Before Republican Jon Godfread won the election for insurance commissioner in North Dakota last week, the outgoing commissioner, Adam Hamm, spoke to Carrier Management about his decision not to seek reelection and his work at North Dakota’s insurance department and in various positions at the NAIC.

“When you run for statewide office, it’s a huge commitment. At the very top of that list of commitments is the fact that it’s a four-year term,” he said. “You have to go through that mental analysis of, ‘Do I want to do this for another four years? Do I have the fire in my belly to do it?'”

“When I went through that analysis four years earlier in the fall of 2011, I couldn’t wait to run for another four years. I had a number of things I wanted to get done. I was already an officer at the NAIC at that point, so I knew I’d be the president in 2014…”

“When I did that analysis in the fall of 2015, the fire wasn’t there. Looking at myself in the mirror, I couldn’t commit that if I ran and won in 2016 that I would serve all four years. What I didn’t want to do is run and win and then halfway through my term leave for some other opportunity.

“At the end of the day, none of these elected officials are in lifetime jobs. There’s a shelf life for all of them. It’s critical for any statewide elected official to realize when your shelf life is up and that it’s time to move on.”

What Hamm will move on to do is still to be determined. “I would like to use the skills and experience that I’ve been fortunate to attain over the last nine years and to stay in the insurance sector in some way, shape or form. What that would entail, that’s what I’m working through at this point,” he said, when asked if his future might be insurance or politics.

“I would like to use the skills and experience that I’ve been fortunate to attain over the last nine years and to stay in the insurance sector in some way, shape or form.
Hamm’s interest in politics dates back to the beginning of 1998. When he worked in the state prosecutor’s office, he was politically active in the Cass County Republican party—something that probably helped him land the insurance department spot when it opened up. “If you are in a leadership position as I was in Fargo, you get to know all of the elected officials,” which at the time included Jim Poolman, the former commissioner, and Governor John Hoeven. “We are on a first-name basis here, which is different than a lot of other states,” Hamm said, noting that Attorney General Wayne Stenehjem encouraged Hamm to consider the commissioner opening in 2007.

But a younger Hamm had different career aspirations—first wanting to be a professional athlete and later redirecting his efforts to law enforcement. “I actually went to college to become a cop,” he said, noting that he attended a top criminal justice program at Sam Houston State University. But as he learned from professors who were former law enforcement agents with FBI and DEA, the student found his interests evolving toward prosecutorial work.

All these years later, as Hamm prepares for his next career chapter and takes everything in for the last time—attending his final NAIC sessions, agent forums and internal meetings within the department—the self-proclaimed “action junkie” said what he’ll miss most is “the variety of the work, the pace of it and the fact that within the insurance sector, you get all of the information first.”

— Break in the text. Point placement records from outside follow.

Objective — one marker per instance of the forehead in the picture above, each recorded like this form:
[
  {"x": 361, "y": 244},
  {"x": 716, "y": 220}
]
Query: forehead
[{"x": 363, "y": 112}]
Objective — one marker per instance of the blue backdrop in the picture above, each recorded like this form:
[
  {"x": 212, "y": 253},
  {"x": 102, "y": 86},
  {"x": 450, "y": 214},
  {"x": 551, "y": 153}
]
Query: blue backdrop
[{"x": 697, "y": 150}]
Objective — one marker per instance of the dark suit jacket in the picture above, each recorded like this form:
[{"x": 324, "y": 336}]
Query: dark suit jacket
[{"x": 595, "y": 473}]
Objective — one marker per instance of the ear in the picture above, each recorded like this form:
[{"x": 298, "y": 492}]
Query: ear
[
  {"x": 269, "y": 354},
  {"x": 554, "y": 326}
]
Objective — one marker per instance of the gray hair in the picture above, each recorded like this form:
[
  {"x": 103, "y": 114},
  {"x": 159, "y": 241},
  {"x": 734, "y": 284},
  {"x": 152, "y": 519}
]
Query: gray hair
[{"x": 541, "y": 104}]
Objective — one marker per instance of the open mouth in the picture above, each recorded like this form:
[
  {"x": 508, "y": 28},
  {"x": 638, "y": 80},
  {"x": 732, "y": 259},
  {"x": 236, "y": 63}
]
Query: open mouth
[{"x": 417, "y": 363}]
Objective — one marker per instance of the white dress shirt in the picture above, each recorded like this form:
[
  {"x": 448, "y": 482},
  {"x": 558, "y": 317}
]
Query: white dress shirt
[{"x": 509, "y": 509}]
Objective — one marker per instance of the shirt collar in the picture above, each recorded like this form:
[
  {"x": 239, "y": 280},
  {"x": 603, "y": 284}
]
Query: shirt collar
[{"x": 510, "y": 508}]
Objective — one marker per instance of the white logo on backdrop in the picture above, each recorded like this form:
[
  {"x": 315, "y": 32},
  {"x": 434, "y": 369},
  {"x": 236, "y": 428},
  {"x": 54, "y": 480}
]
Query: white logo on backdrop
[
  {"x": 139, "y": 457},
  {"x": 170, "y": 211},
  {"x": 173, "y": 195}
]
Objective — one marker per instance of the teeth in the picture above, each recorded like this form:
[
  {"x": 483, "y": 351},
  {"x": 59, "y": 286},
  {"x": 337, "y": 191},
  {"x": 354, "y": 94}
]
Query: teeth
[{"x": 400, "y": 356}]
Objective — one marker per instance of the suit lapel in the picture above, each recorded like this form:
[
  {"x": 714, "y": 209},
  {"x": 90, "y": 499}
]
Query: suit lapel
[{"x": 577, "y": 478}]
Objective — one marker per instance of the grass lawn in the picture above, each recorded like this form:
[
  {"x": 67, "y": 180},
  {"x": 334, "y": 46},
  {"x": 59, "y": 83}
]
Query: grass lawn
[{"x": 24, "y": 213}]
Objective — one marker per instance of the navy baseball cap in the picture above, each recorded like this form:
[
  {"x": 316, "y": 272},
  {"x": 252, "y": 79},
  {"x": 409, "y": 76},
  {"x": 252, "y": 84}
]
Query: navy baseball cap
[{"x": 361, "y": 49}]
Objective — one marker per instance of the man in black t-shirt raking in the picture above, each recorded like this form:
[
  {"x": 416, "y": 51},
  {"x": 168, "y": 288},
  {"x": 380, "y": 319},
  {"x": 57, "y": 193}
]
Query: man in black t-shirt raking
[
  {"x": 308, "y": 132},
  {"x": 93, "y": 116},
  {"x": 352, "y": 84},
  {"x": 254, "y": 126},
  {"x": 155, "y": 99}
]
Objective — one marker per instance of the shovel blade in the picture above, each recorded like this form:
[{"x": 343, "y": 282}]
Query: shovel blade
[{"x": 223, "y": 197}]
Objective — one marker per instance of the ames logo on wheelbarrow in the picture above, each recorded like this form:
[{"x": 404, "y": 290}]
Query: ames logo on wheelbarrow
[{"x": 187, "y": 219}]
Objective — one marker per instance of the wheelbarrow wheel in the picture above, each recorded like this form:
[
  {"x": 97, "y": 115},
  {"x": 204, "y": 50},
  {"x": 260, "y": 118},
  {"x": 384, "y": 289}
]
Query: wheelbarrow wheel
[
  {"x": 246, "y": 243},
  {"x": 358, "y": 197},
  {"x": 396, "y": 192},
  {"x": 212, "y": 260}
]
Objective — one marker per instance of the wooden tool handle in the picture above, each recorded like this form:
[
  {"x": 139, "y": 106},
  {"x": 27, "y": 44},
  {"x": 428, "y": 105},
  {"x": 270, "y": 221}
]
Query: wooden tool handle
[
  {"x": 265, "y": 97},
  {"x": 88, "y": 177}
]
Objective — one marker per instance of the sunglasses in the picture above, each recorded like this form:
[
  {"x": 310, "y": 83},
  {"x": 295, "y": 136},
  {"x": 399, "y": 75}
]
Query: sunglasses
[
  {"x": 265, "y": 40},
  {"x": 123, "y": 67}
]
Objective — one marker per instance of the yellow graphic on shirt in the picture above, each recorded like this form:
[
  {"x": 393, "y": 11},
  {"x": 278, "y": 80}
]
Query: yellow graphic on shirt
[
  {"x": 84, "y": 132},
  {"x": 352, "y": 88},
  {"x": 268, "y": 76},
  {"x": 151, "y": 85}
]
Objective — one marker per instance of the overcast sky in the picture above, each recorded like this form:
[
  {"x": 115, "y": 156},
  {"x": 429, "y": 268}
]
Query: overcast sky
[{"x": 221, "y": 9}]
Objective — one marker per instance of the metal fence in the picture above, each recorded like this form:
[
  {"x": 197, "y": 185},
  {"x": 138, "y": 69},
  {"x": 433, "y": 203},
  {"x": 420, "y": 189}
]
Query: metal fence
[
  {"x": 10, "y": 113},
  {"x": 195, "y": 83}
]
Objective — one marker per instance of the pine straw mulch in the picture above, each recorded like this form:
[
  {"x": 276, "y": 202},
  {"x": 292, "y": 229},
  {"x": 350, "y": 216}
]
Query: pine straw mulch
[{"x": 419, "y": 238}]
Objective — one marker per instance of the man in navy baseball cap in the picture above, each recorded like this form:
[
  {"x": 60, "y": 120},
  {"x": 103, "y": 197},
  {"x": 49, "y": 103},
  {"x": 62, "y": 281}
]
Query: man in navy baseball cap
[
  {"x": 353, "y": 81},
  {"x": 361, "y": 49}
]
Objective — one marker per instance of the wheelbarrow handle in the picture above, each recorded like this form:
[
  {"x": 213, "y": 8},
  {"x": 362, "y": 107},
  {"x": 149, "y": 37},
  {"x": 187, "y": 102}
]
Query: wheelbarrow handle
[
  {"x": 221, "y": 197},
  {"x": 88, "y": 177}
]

“It’s amazing how you go from one day you’re in the know on everything, and in the know immediately, to the next day when you’re no longer commissioner; you’re out of that immediate information loop,” he said. “After nine years doing this, it has become almost second nature for me to multitask a hundred different times a day,” he said, noting that some former ex-commissioner colleagues have warned him that the transition will take some getting used to.